Più in generale, ha ribadito più volte il cardinale anche in riferimento ad iniziative di altri episcopati, "ci interessa la giusta chiarezza. Certi dati possono essere davvero discutibili. Ci prendiamo le nostre responsabilità e non vogliamo assolutamente scantonare". Al rappresentante della Rete L'Abuso, Francesco Zanardi, intervenuto un po' polemicamente notando che far partire le ricerche dal 2000 è discriminatorio nei confronti delle vittime abusate precedentemente, il presidente della Cei ha risposto pacatamente: "Incontriamoci e se avete casi da segnalare fatelo". Quanto all'arco temporale che verrà preso in considerazione, Zuppi ha spiegato: "Sono i casi che ci riguardano da vicino e ci coinvolgono. Partire dal 1945 non avrebbe senso perché non si può giudicare con i criteri di oggi fatti di 80 anni fa". Tra l'altro, è stato fatto notare, il 2000 è proprio il momento in cui la Chiesa si è data a livello universale regole molto severe per combattere questa piaga. "Per noi, ha detto il cardinale, certi comportamenti non vanno in prescrizione morale".

Per quanto riguarda i vescovi eventualmente colpevoli di aver insabbiato dei casi, il porporato ha ripetuto che ci sono regole precise e che vengono osservate. E ha poi sottolineato che nell'opera di contrasto agli abusi la Chiesa italiana prevede anche "l'accompagnamento degli abusatori. Siamo una madre, un figlio è sempre un figlio".

Alla domanda sulla guerra in Ucraina, il cardinale ha risposto: "Spero crei consenso il piano di pace dell'Italia, che diventi europeo". Non bisogna ragionare "solo con la logica delle armi ma trovare una composizione diplomatica e questo richiede la collaborazione di tutti". È "auspicabile tutto ciò che va verso il dialogo", "il più grande diritto è quello alla pace". "Non possiamo abituarci alla guerra perché sarebbe una tragedia. È uno scandalo per i cristiani. E nel caso dell'Ucraina è uno scandalo in più perché la guerra è tra Paesi cristiani". E sempre a proposito di armamenti, il porporato ha aggiunto: "Faremo tutto quello che serve per continuare a insistere sulla ratifica dell'Italia al trattato Onu per la messa al bando delle armi nucleari.
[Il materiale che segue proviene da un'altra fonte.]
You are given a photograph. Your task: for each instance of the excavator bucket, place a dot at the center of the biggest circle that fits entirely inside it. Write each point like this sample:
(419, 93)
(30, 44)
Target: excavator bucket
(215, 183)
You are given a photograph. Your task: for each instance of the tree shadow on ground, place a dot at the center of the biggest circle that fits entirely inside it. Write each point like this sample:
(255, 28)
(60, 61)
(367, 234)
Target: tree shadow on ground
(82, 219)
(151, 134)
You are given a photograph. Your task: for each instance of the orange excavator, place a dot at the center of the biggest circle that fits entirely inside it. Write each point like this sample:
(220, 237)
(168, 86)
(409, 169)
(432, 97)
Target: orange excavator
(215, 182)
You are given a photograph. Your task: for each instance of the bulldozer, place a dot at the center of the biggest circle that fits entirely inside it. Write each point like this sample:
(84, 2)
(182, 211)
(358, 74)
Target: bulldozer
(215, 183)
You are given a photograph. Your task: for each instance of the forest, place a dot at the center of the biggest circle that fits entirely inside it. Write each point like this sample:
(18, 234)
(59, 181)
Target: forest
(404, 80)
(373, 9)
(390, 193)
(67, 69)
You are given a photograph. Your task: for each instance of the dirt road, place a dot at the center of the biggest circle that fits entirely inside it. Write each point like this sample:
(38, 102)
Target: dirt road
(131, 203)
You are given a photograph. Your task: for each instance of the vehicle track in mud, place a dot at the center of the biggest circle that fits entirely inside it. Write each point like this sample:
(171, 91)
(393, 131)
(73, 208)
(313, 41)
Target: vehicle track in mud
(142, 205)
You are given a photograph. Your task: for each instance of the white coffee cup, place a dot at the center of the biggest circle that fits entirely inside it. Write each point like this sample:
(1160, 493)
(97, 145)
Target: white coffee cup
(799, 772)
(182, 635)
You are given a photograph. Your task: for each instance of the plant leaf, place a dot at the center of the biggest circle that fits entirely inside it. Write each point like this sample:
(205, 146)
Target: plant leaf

Nessuno si può abituare all'idea che si riparli di guerra nucleare". Allo stesso modo non bisogna dimenticarsi delle altre guerre. "L'Afghanistan, ad esempio, è come se non esistesse più".

Una domanda ha riguardato anche le questioni legate al fine vita. Si era già al termine della conferenza stampa e Zuppi ha notato: "Problema troppo complesso per affrontarlo in pochi minuti. La dottrina della Chiesa è nota. Siamo vicini a chi soffre".

Infine il cammino sinodale: "È una scelta importante della Chiesa e non è solo un cammino interno. Sono incontri con i tanti compagni di viaggio, la Chiesa ascolta si sente compagna di viaggio", con l'"ascolto" la Chiesa vuole essere "madre che vuole ripartire dal camminare insieme", per "trovare risposte a tanta sofferenza e tante domande di senso e di futuro". E tra i temi che stanno venendo fuori dall'ascolto, Zuppi ha ricordato l'abbandono degli anziani, il disagio abitativo, le fragilità giovanili, i morti sul lavoro e la violenza sulle donne, senza dimenticare le migrazioni e la tragedia delle morti in mare. "Su tutto questo - ha concluso - non dobbiamo spegnare i riflettori".